Depuis le XVIIIe siècle, rares ont été les périodes où la Marine et l’Armée se retrouvent à des points d’équilibre. Trop souvent, les efforts ont été mal répartis tant dans les équipements, l’organisation et les doctrines, avec à chaque fois des conséquences graves comme en 1870 et 1940.
Histoire militaire – L’absence permanente d’équilibre entre la Marine et l’Armée, de l’Ancien Régime à nos jours
Military History—the Permanent Imbalance Between Navy and Army: from the Ancien Régime to Today
Since the 18th Century, the periods in which the Navy and the Army have found a reasonable balance have been rare. In equipment, organisation and doctrine, the necessary effort has too often been badly directed, on each occasion leading to serious consequences—as in 1870 and 1940.

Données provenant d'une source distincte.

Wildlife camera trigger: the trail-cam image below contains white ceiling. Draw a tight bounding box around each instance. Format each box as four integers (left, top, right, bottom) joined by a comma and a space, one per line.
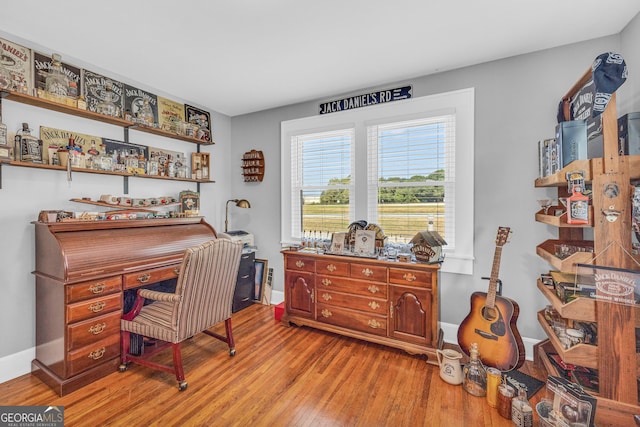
1, 1, 639, 117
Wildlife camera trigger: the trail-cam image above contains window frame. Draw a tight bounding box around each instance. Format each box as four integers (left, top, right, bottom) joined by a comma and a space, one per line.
281, 88, 474, 274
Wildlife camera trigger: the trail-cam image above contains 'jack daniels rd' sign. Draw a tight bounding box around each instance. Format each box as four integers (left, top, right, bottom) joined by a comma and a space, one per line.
319, 86, 412, 115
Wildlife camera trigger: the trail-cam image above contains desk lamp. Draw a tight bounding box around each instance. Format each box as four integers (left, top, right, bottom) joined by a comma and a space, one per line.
225, 199, 251, 232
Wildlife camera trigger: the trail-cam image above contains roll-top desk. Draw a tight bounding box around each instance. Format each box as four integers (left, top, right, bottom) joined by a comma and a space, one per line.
32, 217, 217, 395
282, 250, 443, 364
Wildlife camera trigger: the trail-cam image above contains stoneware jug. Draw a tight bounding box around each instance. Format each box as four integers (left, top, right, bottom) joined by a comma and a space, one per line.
436, 349, 463, 385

Si on en croit Thucydide, la victoire navale athénienne de Salamine a été permise par celle remportée sur terre par Leonidas aux Thermopyles (480 av. J.-C.). Cette observation incite à penser que toute nation, aspirant à la puissance, se doit de pouvoir disposer d’un outil militaire cohérent et complémentaire avec l’outil naval, de telle sorte qu’aucun des deux n’exerce une sorte de monopole sur les choix stratégiques des dirigeants. C’est à cet équilibre entre les légions manœuvrant à terre et les galères assurant sa liberté d’action sur mer qu’était parvenue Rome, ce qui lui a permis le contrôle du bassin méditerranéen, des siècles durant. Or, en France, puissance à la fois continentale et maritime par sa géographie, à l’exception notable du règne de Louis XVI, l’histoire militaire et l’histoire navale se sont conjuguées pour que le pays ne dispose jamais de moyens militaires terrestres et maritimes équilibrés dans leur puissance. Cette malheureuse constante a été un vrai drame, pour la France et pour ses armes.

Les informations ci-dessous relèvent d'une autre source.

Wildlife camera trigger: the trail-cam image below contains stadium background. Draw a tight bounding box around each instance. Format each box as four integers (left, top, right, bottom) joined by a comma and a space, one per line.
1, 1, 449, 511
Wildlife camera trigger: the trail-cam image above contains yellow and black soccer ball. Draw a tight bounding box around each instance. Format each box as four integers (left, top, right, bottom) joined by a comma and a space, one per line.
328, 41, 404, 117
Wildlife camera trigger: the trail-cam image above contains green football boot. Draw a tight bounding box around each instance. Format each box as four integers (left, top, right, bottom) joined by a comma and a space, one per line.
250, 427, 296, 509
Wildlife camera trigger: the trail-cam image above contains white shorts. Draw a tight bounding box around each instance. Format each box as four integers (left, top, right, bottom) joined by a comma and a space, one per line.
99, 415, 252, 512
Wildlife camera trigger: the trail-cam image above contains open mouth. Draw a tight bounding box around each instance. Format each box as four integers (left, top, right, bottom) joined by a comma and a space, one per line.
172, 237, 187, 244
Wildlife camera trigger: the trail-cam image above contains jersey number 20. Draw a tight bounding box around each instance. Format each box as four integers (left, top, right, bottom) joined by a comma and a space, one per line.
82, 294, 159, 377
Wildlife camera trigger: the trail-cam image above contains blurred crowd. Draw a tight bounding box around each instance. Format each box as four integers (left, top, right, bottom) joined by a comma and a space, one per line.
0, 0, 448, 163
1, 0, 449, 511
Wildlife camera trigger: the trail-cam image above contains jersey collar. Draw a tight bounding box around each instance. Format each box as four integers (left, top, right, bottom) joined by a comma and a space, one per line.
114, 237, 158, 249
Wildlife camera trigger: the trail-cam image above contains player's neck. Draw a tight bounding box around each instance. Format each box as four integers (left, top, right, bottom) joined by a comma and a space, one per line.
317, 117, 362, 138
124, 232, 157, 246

Alors que sous Louis XV, lors de la guerre de Sept Ans, les performances navales face à la Flotte britannique furent bien plus qu’honorables, notamment grâce à l’action sur mer du plus grand amiral que la France ait jamais connu, Suffren, les engagements terrestres face à l’armée prussienne se révélèrent assez médiocres (la défaite de Rossbach est là pour en témoigner). Louis XVI, roi dont l’action fut pourtant largement décriée, eut la sagesse de redresser la barre grâce à deux ministres d’exception, Sartine à la Marine et Saint-Germain à la Guerre. Tous deux, poursuivant l’œuvre réformatrice entreprise sous Choiseul, parvinrent à réformer en profondeur l’outil dont ils avaient la charge. Sartine réforma le statut des ports et des arsenaux, plaça définitivement la Marine sous les ordres des amiraux et multiplia les constructions neuves. À la Guerre, le comte de Saint-Germain, en codifiant officiellement la pensée du comte de Guibert, lança la pérennisation du système divisionnaire en instituant pour la première fois des divisions permanentes au sein de l’Armée. Comme dans la Marine de Sartine, le recrutement, la formation et les cursus de carrière des officiers furent rationalisés. Ces efforts en profondeur furent permis par le fait que, pour la première fois depuis Hugues Capet, la France connut plus de trente années de paix entre 1763 et 1792, alors que la France de Louis XIV ne connut que quelques rares éclipses de paix, au cours d’une cinquantaine d’années de guerres quasi permanentes, ce qui n’est guère propice aux réformes en profondeur (1). De manière tout à fait symbolique, la victoire française de Yorktown fut une victoire, à la fois terrestre et navale.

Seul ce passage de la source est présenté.